A new treatment curbs deadly seizures in a mouse model of Dravet syndrome, a severe form of epilepsy, according to a new study1. A clinical trial is evaluating the drug’s safety in children with the syndrome.
Dravet syndrome is usually caused by a mutation in one copy of the gene SCN1A. Without two working copies of the gene, people with the syndrome produce insufficient amounts of a sodium channel in the brain. This shortfall can cause seizures and sudden unexpected death from epilepsy (SUDEP)2. Some people with the syndrome also have autism and developmental delays, possibly as a result of the seizures.
The new drug, which consists of short pieces of RNA called ‘antisense’ molecules, counteracts the effects of SCN1A mutations. The molecules boost the expression of the intact copy of SCN1A, allowing cells to produce normal levels of the sodium channel the gene encodes. They do so by silencing a ‘poison exon’ in SCN1A, a sequence of DNA that ordinarily limits the gene’s expression.
In model mice of Dravet syndrome, the drug significantly decreased the frequency of SUDEP, the new work found, lowering their likelihood of having a fatal seizure during the first 90 days of life from 77 to 3 percent.
“This is a turning point in the epilepsy world,” says Scott Perry, medical director of neurology and of the Genetic Epilepsy Clinic at Cook Children’s in Fort Worth, Texas, who was not involved in the study.
Many people with Dravet syndrome rely on some combination of anti-seizure medications, cannabidiol-based treatments and special diets to try to keep their seizures under control. The new approach instead offers a way to correct the underlying problem, Perry says. As a result, it may not only decrease the number of seizures and the chance of SUDEP, but also prevent some of the behavioral, sleep and cognitive problems that can result from repeated seizures in early development.
Poison exons are present in many genes; their presence dampens a gene’s expression, which can be useful during certain periods of development3. Some autism genes, such as SYNGAP1, are known to harbor poison exons, and any condition caused by mutations in such a gene could potentially be treated by this new approach.
“It could be a huge benefit for many people with autism,” says Orrin Devinsky, director of the Comprehensive Epilepsy Center at NYU Langone Health in New York City, who was not involved in the study.
In the new study, the researchers focused on a poison exon in the SCN1A gene that they found limits SCN1A expression in people, monkeys, mice and rats. The overlap among species suggested to them that the SCN1A gene was a good target for their drug, says co-lead investigator Zhou Han, associate principal scientist at Stoke Therapeutics, a Massachusetts-based drug company.
Han and his colleagues designed 47 antisense molecules to silence the poison exon in the SCN1A gene. They tested each compound on cultures of human neural progenitor cells — stem cells capable of becoming neurons — to see which increased the production of the sodium channel. The most active compound, STK-001, had the added benefit of not affecting the expression of other sodium channel genes.
Injecting STK-001 into the brains of 2-day-old Dravet syndrome model mice made the pups four times as likely to survive their first 90 days of life as those given an injection of saline. Mice treated at 14 days of age still had a decreased chance of SUDEP, but they were only 1.3 times as likely to survive as those injected with saline. The findings were published in August in Science Translational Medicine.
The researchers also used electroencephalography to monitor the effect of the treatment on brain activity in a select group of mice at 22 to 46 days of age. Dravet syndrome model mice treated with the drug had significantly fewer seizures during that period than their saline-treated counterparts did. They were also older at the time of their first seizure than those given saline.
Combining the new treatment with existing anti-seizure medication could potentially eliminate seizures entirely, says co-lead investigator Lori Isom, professor and chair of pharmacology at the University of Michigan in Ann Arbor.
Trials of translation:
One of the challenges facing the clinical trial in children is that people have much larger brains than mice do, Devinksy says. Even though the drug will likely silence the poison exon in people with Dravet syndrome, it is uncertain if it will reach enough neurons to have a big enough effect.

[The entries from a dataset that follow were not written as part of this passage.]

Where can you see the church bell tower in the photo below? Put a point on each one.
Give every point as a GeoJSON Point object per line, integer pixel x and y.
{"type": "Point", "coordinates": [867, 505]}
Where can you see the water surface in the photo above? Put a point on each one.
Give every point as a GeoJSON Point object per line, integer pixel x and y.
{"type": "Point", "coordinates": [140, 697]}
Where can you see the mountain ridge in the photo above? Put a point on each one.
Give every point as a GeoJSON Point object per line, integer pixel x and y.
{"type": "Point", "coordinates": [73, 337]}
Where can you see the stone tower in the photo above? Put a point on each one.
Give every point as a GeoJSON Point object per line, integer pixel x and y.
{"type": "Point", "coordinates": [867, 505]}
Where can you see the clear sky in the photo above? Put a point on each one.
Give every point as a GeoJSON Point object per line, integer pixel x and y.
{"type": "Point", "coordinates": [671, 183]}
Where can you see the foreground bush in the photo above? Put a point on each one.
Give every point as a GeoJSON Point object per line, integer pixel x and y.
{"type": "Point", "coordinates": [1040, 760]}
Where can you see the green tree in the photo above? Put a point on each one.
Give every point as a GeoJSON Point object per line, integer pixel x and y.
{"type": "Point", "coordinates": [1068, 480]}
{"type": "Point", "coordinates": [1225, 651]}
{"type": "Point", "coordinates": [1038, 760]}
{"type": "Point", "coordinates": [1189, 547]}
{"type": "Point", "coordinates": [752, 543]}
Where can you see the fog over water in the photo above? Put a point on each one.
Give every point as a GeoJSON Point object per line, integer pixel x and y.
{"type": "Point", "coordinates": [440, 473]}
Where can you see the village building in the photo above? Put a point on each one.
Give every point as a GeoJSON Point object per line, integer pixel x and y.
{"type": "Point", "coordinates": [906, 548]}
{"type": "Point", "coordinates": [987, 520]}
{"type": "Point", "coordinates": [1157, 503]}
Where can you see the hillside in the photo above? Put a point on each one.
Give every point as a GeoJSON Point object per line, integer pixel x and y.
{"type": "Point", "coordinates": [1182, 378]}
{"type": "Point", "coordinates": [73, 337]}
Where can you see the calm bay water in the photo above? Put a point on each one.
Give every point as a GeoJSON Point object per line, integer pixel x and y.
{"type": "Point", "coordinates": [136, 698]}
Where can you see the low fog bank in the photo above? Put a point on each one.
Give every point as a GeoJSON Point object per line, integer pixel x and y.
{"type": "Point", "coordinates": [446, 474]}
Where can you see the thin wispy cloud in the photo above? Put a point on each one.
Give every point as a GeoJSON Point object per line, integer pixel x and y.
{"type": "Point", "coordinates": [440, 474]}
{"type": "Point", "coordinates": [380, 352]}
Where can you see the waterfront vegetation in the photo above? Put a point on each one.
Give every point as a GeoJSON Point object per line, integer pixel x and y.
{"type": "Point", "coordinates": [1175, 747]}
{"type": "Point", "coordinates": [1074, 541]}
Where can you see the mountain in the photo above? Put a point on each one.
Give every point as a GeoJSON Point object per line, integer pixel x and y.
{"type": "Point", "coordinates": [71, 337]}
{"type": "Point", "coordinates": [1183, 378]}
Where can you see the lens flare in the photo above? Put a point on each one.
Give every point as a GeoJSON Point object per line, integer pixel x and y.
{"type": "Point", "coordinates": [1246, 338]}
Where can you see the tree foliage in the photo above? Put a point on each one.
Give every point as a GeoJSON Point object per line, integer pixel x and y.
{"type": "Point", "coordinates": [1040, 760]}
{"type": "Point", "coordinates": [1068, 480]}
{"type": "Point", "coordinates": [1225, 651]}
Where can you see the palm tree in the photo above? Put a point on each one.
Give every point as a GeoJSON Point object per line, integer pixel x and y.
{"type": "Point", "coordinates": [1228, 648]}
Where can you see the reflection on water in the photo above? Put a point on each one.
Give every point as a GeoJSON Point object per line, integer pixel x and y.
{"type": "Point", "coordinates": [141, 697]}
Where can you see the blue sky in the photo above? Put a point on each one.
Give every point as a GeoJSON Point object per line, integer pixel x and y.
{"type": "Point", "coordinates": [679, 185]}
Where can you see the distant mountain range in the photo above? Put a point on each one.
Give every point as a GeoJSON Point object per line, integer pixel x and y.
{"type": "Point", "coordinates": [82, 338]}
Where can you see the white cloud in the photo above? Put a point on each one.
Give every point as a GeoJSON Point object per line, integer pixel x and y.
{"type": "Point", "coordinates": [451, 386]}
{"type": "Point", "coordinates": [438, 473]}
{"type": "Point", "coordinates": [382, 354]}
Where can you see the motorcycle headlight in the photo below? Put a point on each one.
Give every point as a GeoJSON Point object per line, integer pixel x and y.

Also, the drug was given to mice through a direct injection into the brain, but it is being administered to children in the clinical trial through a spinal tap instead. That delivery method may change how much of the brain the drug can penetrate.
It is also not clear when the drug should be administered to have the greatest impact, because correlating mouse ages with human ages is not straightforward, Isom says. The trial is currently enrolling people with Dravet syndrome from 2 to 18 years of age.
“If this therapy proves to be effective, then perhaps SCN1A can be added to the newborn screening panel,” Isom says. That could help children get appropriate treatment early in life.
The researchers point out that the treatment will not be effective for all individuals with Dravet syndrome, because the syndrome is occasionally caused by genetic mutations that do not decrease SCN1A expression. If someone has a genetic variant that produces an unusual form of the channel, rather than a shortage of it, increasing SCN1A expression could do more harm than good.